Poverty 'quagmire' probed by CDRI

A recent report about Cambodia's rural economy stated current development policies

might not alleviate the plight of the country's poor.

Though the economy has maintained a growth rate at around 5 percent over the past

decade, the proportion of the population below the poverty line has remained static

at over a third of the population.

Since poverty reduction has been much slower than growth of national income, the

Cambodia Development Research Institute (CDRI) study Land and Rural Livelihoods examined

the status of workers in the agrarian economy. Nine villages were surveyed to provide

a glimpse into the lives of the approximately 85 percent of the population who live

in rural areas.

"It is not clear whether the new 'community-based' management of resources,

which has been proposed by the government and donors alike, would find a solution

to this quagmire," said the report.

One problem, said CDRI's Chan Sophal, one of the report's authors, was access to

fisheries and forests which are still restricted despite efforts such as the subdecree

to grant 50 percent of fishing lots to communes.

Local management would have a greater impact on poverty reduction, said Sophal, and

gave the example of one village in the study that was better off after it actually

received access to 50 percent of the fish. However too often commercial interests

do not allow communes to access the resources.

"Enforcement of the law is more important," he said. "Most of the

benefits are channeled to the Phnom Penh people."

Food security was exacerbated by the steadily mounting population in which few family

members earned money yet had many children to support. Agriculture was not expanding

fast enough to feed the population, said the report.

Farm yields were low due to credit constraints, inadequately controlled irrigation,

as well as poor infrastructure and links to markets. That combined with fluctuations

in rice prices left small farmers facing perpetual indebtedness.

Farming provided only about a third of rural income which meant villagers also relied

heavily on natural resources.
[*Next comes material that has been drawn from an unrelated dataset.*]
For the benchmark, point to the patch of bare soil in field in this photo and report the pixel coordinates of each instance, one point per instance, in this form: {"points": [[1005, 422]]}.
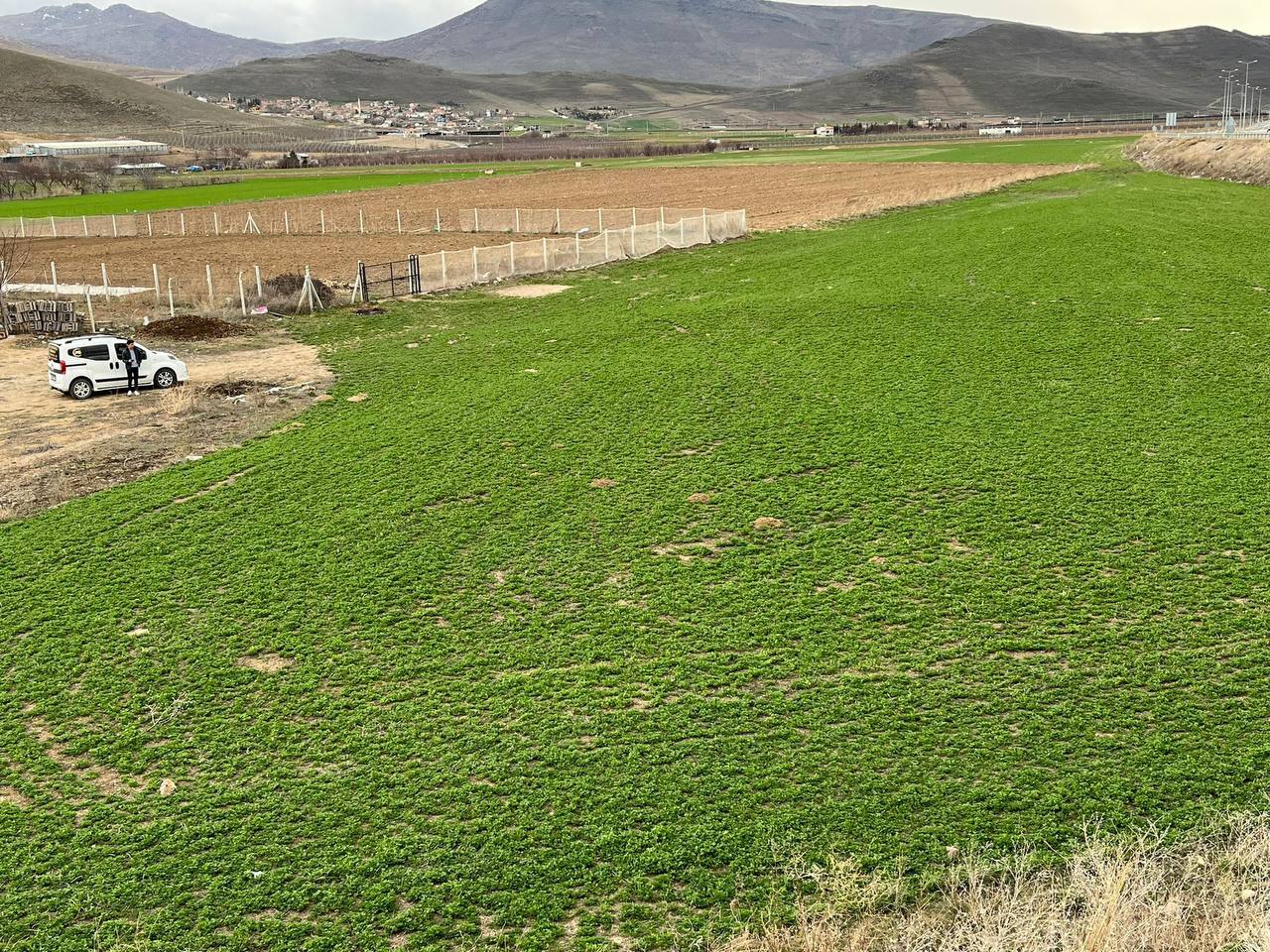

However forests, water, fish and mangroves were all

under increased strain because they were not properly managed.

"It is not that the village communities are responsible for all the degradation

- in fact much of the demand emerges from outside the agrarian society - but they

nevertheless face the consequences," the report stated.

Sophal said there needed to be a change in attitude towards resource management.

"I think we need to reconsider the approach we've used so far," he said.

"Commercialization hasn't benefited the poor; it has benefited the rich."

CDRI's Kim Sedara, who also co-authored the study, said: "In every country,

when you have a population increase you have very limited natural resources. There's

no way you can manage them."

As natural resources were the main source of people's livelihoods, landlessness stood

out as a significant problem. Around 20 percent of rural households did not own land

and absolute landlessness was increasing by about 2 percent each year. Strangely,

those with land were often worse off.

"I think one of the striking issues is the near landlessness," said Sophal.

"Landlessness, per se, doesn't matter very much."

One quarter of the survey population was found to hold land plots of less than 0.5

hectares, an insufficient size to make them economically viable. And since they are

tied to the land during the cultivation period, most will not leave in search of

opportunities like those who do not have property.

"It's important that other job opportunities open for them," said Sophal.

The study said despite past census reports indicating otherwise, most rural workers

performed wage labor. But as farm jobs declined for low skilled workers, other employment

was not expanding fast enough. Also the wages were usually insufficient to ensure

households got enough to eat.

"To compensate for low incomes, increasing numbers, particularly from border

areas, travel to either Thailand where the wages could be higher, or migrate to urban

areas in a hope to earn a better living," said the study.

CDRI's Sophal added that if the situation in rural areas did not change "we'll

see more poverty and more cross border and rural migration".